La hausse des taux d’intérêt pèse non seulement sur les budgets publics mais aussi sur les propriétaires de logements, l’endettement étant généralement élevé dans les deux cas. La question centrale qui se pose à cet égard est bien sûr la suivante: taux fixe ou taux variable? Rien d’étonnant donc à ce que bon nombre d’investisseurs s’interrogent actuellement sur l’évolution future de la valeur de leurs biens immobiliers. Voici brièvement quelques réflexions à ce sujet:

  • Les Suisses sont les champions du monde de l’endettement hypothécaire. Mais heureusement, la plupart des biens immobiliers dans notre pays sont financés de manière conservatrice, tous les acteurs ayant tiré des enseignements de la traumatisante crise immobilière des années 1990.
  • En comparaison internationale, la valeur de l’immobilier en Suisse est relativement stable, car elle est soutenue par plusieurs facteurs: la persistance de la pression migratoire, le désir individuel d’accroître la surface habitable nette, l’attrait des emplacements dans les centres urbains et les primes de rendement relativement élevées par rapport aux emprunts d’État.
  • Pour la première fois depuis longtemps, les locataires tirent profit de la hausse des taux d’intérêt hypothécaires. Au début de 2021, les propriétaires bénéficiaient encore d’un rabais moyen de 15,5% sur leurs biens. Mais cet avantage financier a disparu avec le revirement des taux, un phénomène qui réjouit de nombreux locataires (majoritaires à hauteur de quelque 60% dans la population) et pourrait également induire une certaine détente sur le marché suisse du logement.
  • Les biens logistiques proches des centres urbains comptent toujours parmi les perles rares très recherchées sur le petit marché helvétique de l’immobilier commercial. La semaine dernière, plusieurs  entrepreneurs m’ont confirmé que ce «caractère rare» soutenait la valeur de tels objets.
  • Néanmoins, aucun pays n’est une île, pas même la Suisse. Les importantes dépréciations des actifs immobiliers aux États-Unis, en Australie, en Nouvelle-Zélande, en Angleterre et bien sûr en Chine constituent un signal d’avertissement qu’il convient de surveiller de près.

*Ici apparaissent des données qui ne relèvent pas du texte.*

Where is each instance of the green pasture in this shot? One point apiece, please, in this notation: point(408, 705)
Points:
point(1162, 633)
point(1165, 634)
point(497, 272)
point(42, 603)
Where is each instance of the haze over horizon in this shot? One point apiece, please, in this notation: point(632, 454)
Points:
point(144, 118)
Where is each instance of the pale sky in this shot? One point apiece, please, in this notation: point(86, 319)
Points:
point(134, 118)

Si la Suisse n’est pas une île, elle peut néanmoins être considérée comme une sorte de «péninsule». Dans ce contexte, je recommande à tous les investisseurs intéressés de lire l’étude «Moniteur immobilier Suisse» publiée par mon collègue Fredy Hasenmaile et son équipe.

2. Les bénéficiaires de la tempête

Bonne nouvelle: l’inflation a déjà dépassé son zénith dans certains domaines. Mauvaise nouvelle: ce n’est pas le cas dans d’autres secteurs, comme celui des services. Il semble que les taux d’intérêt disposent encore d’une marge de progression, mais inférieure à celle que nous avons observée jusqu’à présent. Pour 2023, nous misons sur des rendements des capitaux d’environ 1.3% en Suisse et d'environ 3.7% aux États-Unis1. Heureusement, nous ne sommes plus très loin de ces niveaux.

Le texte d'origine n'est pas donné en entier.